Saturday, December 20, 2008

CADE and AMTEC, 2007 (May 12-16)

First of all, I appreciate the generous support which allowed me to make my first learning journey to CADE/AMTEC in terms of not only the departmental financial support but also team members' mental support.

While I was coming back home, I thought reflecting on what I learned from the conference would give you some information on where this learning community is heading and what happened in this community. I think sharing always doesn’t have any harm at all. Also, my learning couldn’t be possible without the departmental support.

I had three expectations from this conference: I wanted 1) to know more about the Distance Education people because I was curious to know who the participants were 2) to see how technology issues are discussed within distance education, and 3) to experience how the organization runs and the annual meeting takes place.

Being a lonely goose from our department, I realized that a sense of community and belonging is really important. But due to the loneliness, I was able to meet more people.
First of all, my presentation about Wimba went well.
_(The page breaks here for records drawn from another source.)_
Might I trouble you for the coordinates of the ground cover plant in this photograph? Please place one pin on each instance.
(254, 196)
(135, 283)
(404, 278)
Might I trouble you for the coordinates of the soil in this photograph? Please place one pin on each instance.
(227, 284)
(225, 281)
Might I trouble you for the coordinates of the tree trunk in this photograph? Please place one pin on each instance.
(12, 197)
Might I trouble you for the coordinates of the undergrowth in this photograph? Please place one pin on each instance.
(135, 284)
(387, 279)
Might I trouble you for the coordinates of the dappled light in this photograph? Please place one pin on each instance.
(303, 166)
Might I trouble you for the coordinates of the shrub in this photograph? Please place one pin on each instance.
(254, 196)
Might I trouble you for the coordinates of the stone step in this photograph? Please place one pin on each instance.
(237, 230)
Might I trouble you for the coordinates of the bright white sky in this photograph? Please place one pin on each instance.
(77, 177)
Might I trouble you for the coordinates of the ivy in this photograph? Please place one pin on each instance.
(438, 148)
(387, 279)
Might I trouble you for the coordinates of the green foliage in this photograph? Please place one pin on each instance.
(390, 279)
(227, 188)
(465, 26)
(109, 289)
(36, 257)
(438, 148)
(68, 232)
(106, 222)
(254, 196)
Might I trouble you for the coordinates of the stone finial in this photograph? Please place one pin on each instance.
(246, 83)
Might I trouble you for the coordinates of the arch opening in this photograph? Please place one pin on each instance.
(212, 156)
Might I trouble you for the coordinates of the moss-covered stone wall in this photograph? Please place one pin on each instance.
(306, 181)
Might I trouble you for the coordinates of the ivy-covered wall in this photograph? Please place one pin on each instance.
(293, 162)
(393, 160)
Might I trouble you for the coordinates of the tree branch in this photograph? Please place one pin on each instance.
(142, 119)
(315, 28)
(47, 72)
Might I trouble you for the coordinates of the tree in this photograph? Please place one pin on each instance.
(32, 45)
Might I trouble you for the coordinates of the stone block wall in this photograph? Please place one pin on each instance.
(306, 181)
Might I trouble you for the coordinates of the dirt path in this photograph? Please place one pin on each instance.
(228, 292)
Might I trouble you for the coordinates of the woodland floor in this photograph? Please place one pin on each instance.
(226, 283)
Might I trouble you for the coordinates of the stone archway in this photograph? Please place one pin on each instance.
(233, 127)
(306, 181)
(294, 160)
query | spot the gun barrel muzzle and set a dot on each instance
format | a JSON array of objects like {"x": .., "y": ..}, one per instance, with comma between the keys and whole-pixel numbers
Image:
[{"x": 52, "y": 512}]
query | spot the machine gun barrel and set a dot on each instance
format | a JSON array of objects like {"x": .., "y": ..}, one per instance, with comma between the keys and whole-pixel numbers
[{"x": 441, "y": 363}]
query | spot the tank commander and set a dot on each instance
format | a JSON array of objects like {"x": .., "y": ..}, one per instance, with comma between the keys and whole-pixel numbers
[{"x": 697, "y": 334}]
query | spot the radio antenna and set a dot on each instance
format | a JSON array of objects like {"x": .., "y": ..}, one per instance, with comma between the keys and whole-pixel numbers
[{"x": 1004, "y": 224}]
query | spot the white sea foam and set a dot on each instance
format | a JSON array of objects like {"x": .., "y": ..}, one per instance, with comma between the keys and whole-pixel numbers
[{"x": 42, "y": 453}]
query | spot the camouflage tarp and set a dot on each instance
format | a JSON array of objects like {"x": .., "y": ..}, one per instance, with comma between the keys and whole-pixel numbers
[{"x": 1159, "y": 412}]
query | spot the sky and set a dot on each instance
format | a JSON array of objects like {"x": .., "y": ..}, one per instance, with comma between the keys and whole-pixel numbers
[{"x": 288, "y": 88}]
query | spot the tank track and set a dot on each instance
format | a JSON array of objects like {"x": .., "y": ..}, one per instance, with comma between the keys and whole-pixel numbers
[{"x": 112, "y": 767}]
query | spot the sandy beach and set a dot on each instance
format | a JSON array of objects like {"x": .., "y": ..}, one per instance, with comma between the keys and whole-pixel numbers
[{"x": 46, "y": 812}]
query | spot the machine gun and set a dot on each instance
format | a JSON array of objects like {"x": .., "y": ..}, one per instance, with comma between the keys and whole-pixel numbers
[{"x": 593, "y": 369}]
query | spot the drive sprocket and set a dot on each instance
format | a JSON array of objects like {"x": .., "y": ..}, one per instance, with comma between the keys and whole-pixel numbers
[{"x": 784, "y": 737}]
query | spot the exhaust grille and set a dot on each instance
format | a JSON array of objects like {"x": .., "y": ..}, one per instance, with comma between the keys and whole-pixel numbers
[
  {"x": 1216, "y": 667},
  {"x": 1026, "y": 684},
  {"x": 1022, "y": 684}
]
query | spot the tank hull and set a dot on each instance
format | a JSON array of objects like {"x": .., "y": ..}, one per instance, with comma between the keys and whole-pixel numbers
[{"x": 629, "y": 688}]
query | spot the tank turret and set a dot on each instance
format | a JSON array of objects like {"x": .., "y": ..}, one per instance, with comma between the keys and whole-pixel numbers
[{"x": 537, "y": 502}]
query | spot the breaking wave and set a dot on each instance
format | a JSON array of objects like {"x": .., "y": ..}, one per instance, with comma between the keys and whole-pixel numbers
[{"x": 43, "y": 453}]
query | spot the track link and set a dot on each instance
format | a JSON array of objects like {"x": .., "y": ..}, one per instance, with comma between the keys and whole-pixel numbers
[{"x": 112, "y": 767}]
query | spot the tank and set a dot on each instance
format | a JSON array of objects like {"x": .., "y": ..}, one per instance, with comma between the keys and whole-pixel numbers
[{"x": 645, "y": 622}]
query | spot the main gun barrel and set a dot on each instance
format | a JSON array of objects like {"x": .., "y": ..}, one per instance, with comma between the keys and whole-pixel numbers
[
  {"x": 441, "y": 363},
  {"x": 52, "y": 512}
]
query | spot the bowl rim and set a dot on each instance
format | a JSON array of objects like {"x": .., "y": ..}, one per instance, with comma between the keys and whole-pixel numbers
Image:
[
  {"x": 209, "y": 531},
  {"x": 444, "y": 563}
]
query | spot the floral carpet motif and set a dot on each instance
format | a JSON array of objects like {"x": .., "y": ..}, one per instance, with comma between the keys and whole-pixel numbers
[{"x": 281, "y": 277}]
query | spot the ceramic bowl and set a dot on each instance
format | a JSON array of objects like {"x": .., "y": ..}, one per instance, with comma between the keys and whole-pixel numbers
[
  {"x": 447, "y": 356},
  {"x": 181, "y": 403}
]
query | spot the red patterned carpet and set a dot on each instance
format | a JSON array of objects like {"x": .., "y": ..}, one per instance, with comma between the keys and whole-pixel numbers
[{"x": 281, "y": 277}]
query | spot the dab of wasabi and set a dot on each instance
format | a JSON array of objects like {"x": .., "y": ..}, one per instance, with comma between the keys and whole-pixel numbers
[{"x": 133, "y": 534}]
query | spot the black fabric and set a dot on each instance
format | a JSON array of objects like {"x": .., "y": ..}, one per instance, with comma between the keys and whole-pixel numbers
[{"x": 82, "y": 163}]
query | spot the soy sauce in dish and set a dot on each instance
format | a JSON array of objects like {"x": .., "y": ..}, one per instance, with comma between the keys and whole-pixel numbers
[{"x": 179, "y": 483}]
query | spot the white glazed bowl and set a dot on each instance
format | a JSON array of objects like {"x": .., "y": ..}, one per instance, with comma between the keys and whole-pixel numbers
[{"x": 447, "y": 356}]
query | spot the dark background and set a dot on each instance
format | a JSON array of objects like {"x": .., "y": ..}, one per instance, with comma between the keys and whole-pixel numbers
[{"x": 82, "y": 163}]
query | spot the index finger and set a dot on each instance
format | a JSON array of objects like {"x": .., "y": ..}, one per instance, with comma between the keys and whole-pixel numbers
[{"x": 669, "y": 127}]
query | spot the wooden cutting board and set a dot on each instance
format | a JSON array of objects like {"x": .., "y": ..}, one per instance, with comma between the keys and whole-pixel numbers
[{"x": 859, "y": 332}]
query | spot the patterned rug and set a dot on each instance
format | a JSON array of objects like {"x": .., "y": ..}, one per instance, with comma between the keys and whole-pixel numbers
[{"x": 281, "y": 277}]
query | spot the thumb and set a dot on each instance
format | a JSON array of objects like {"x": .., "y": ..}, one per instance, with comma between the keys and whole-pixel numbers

I got good questions/feedbacks after the presentation.

Here are some thoughts and comments about the community and events I experienced:

1) Pre-conference workshop
I attended a half day workshop, “Using Second Life with Moodle in the Classroom, Enhancing Pedagogy through Serious Games.”

My main motivation to attend the workshop was to know more about the cutting-edge technology. My aim was to explore Second Life.
I grasped a basic knowledge about Second Life from the workshop.

(1) My awareness about the program has increased. Even though it seems very complex and hard to use for me, the popularity about the program is tremendously growing. The current subscribers already reach more than 6 million people. (2) The program combined the virtual world and real economy. (3) It also enables humans to do what is impossible in real life such as Avita’s flying, and changing characters by using various items from inventories. (4) The virtual world is not a game. It means that it doesn’t have any challenging destination, unlike games. (5) The facilitator, Jeremy Kemp, is currently involved in a project, which combines Second Life and Moodle, creating a merged one named Snoodle. Second Life isn’t voice enabled yet. Snoodle merged the social interaction feature from Second Life and the educational management system from Moodle. As you may know, Moodle is an open source CMS tool. . (6) More importantly, the workshop kept me thinking about pedagogical implications. It seems interesting, but what and how can I use it in the classroom? It seems too far to make any feasible implications at this moment because the computer I used kept freezing while exploring the program. That was a reality but who knows, in about in a decade, we sit in a virtual world to teach. I could be a slim and blonde teacher in the virtual world.

2) My learning from the main conference consists of three things. Also these three things were the main issues many people talked about.

(1) Global village
This conference took place under the theme of Global Village, Marshall McLuhan’s envision in the 1960s. Most of the keynote speeches stemmed from the conference theme. There were four keynote speakers: Derrick de Kerchhove, Eric McLuhan, Ellen D. Wagner, and Herve Fischer. There were a few presentations about the global village.
A more important and interesting issue from the theme was in alert and warning about constant technology evolution from the printing technology to the Virtual world. Quite a few people voiced that we need to take a moment to think about where we are because new technologies do not mean always good and improvement.

(2) Social Softwares: Web 2.0
I spent some time in the sessions about Social Softwares. Even though I was aware of the tools thanks to Brian’s contribution to our department, I was curious to know how they are used in classrooms. The presentations I attended will greatly help me to explain their functionalities as well as the pedagogical effects to the instructors who may be interested in the use of the Social Softwares in the future. Also I found out about one more interesting social software, which is called Kayuda ( Brian might be of interest in exploring this software in the future.

(3) Second Life
Even though I had attended the Second Life workshop, I naturally wanted to see how it could be used in online classes. As I mentioned earlier, Second Life still has a lot of room for improvement for pedagogical implementations.

3) At the Award Banquet on behalf of Chris
Whenever I was taking photos (three times, uhrrr.), I told them that I am not Chris. Even though I was definitely proud of my colleague, Chris, for the award, I was a little nervous whenever people flashed lights over me because people may misunderstand me as the recipient who is very smart and dedicated (haha…). I got a lot of congratulations from the people and I was finally overwhelmed. Anyhow, I safely took the award without any mistreatment and delivered it to Chris.

I think my expectations from this conference were generally met. The people I met there were very friendly and nice. I thoroughly felt the unique Canadian atmosphere. I became more aware of where distance education is at and where it is headed for. Also the conference was very well prepared in terms of the time management of the main conference and preparation for the next year event. It will take place in April in Banff next year.